The third one followed immediately.

In the month of August of the year 1765 in the town of Abbeville, not far from Amiens, two crucifixes that stood by the side of the road were found broken to pieces by an unknown hand. Three young boys were suspected of this sacrilege and orders were given for their arrest. One of them escaped and went to Prussia. The others were caught. Of these, the older one, a certain Chevalier de la Barre, was suspected of being an atheist. A copy of the Philosophical Dictionary, that famous work to which all the great leaders of liberal thought had contributed, was found among his books. This looked very suspicious and the judges decided to look into the young man’s past.

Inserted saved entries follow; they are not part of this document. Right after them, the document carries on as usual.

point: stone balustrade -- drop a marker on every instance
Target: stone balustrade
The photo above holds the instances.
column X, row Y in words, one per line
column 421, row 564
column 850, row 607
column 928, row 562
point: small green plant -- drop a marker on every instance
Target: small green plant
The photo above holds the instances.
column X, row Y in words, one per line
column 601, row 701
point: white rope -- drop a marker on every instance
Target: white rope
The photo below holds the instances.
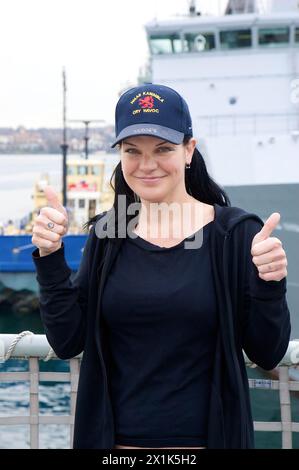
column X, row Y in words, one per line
column 49, row 356
column 15, row 342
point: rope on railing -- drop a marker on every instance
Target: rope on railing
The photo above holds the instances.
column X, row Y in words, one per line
column 4, row 356
column 14, row 343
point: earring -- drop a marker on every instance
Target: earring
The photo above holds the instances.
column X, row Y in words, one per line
column 136, row 198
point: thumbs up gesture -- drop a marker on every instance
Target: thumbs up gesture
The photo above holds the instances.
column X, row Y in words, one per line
column 50, row 225
column 267, row 253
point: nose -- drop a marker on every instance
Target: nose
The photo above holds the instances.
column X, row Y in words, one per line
column 147, row 163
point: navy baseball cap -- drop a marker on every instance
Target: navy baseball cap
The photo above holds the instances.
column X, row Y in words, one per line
column 155, row 110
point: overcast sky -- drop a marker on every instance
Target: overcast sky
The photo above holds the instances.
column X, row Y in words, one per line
column 101, row 44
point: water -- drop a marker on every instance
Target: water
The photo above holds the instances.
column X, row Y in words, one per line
column 18, row 174
column 54, row 399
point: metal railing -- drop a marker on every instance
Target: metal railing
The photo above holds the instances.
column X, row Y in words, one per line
column 248, row 124
column 33, row 348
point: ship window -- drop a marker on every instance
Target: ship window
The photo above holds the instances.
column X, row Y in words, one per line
column 94, row 170
column 166, row 44
column 82, row 170
column 199, row 42
column 235, row 39
column 71, row 170
column 71, row 203
column 274, row 36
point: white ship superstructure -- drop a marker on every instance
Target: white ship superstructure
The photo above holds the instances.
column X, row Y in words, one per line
column 239, row 72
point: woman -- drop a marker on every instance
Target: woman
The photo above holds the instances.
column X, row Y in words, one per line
column 164, row 312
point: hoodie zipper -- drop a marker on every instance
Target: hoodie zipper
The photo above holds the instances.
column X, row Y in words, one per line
column 231, row 339
column 98, row 339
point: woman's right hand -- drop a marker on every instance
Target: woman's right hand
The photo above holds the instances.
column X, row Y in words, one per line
column 50, row 225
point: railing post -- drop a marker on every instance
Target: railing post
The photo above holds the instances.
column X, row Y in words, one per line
column 285, row 407
column 74, row 375
column 34, row 402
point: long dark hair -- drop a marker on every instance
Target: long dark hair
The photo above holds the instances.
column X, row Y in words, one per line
column 199, row 184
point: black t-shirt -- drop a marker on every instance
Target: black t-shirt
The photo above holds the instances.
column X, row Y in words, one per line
column 160, row 315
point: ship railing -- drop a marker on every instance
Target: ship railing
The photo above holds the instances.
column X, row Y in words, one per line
column 35, row 348
column 249, row 124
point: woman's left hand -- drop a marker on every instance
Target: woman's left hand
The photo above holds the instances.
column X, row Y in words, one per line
column 267, row 253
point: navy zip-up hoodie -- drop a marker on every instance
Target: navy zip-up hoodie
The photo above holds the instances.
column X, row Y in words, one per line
column 253, row 314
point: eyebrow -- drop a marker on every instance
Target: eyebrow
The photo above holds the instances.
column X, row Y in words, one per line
column 129, row 143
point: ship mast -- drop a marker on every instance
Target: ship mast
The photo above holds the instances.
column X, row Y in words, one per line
column 64, row 145
column 240, row 6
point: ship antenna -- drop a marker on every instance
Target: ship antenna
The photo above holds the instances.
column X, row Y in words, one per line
column 86, row 136
column 64, row 145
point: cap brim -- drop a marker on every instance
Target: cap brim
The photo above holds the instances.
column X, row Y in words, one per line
column 153, row 130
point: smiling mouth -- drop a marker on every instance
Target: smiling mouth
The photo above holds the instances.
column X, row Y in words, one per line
column 151, row 178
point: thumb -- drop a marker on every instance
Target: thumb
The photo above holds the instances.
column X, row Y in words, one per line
column 268, row 228
column 53, row 200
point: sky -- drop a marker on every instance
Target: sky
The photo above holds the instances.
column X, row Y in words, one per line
column 101, row 44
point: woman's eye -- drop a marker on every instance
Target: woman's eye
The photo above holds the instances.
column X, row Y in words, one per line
column 165, row 149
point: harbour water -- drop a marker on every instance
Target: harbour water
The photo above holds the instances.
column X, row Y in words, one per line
column 17, row 176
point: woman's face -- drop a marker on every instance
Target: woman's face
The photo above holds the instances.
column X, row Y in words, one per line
column 145, row 157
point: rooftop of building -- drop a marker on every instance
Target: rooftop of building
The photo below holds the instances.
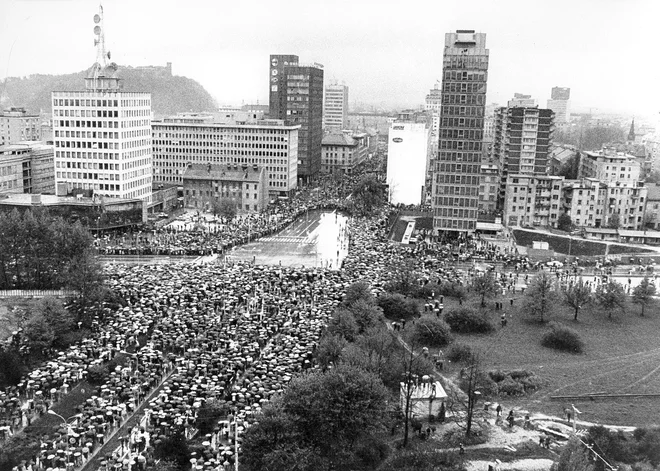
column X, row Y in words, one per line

It was true they could not connect him with the Abbeville case but had he not upon a previous occasion refused to kneel down and uncover while a religious procession went by?

De la Barre said yes, but he had been in a hurry to catch a stage-coach and had meant no offense.

Thereupon he was tortured, and being young and bearing the pain less easily than old Calas, he readily confessed that he had mutilated one of the two crucifixes and was condemned to death for “impiously and deliberately walking before the Host without kneeling or uncovering, singing blasphemous songs, tendering marks of adoration to profane books,” and other crimes of a similar nature which were supposed to have indicated a lack of respect for the Church.

The sentence was so barbarous (his tongue was to be torn out with hot irons, his right hand was to be cut off, and he was to be slowly burned to death, and all that only a century and a half ago!) that the public was stirred into several expressions of disapproval. Even if he were guilty of all the things enumerated in the bill of particulars, one could not butcher a boy for a drunken prank! Petitions were sent to the King, ministers were besieged with requests for a respite. But the country was full of unrest and there must be an example, and de la Barre, having undergone the same tortures as Calas, was taken to the scaffold, was decapitated (as a sign of great and particular favor) and his corpse, together with his Philosophical Dictionary and some volumes by our old friend Bayle, were publicly burned by the hangman.

It was a day of rejoicing for those who dreaded the ever-growing influence of the Sozzinis and the Spinozas and the Descartes. It showed what invariably happened to those ill-guided young men who left the narrow path between the right and the wrong and followed the leadership of a group of radical philosophers.

Voltaire heard this and accepted the challenge. He was fast approaching his eightieth birthday, but he plunged into the case with all his old zeal and with a brain that burned with a clear white flame of outraged decency.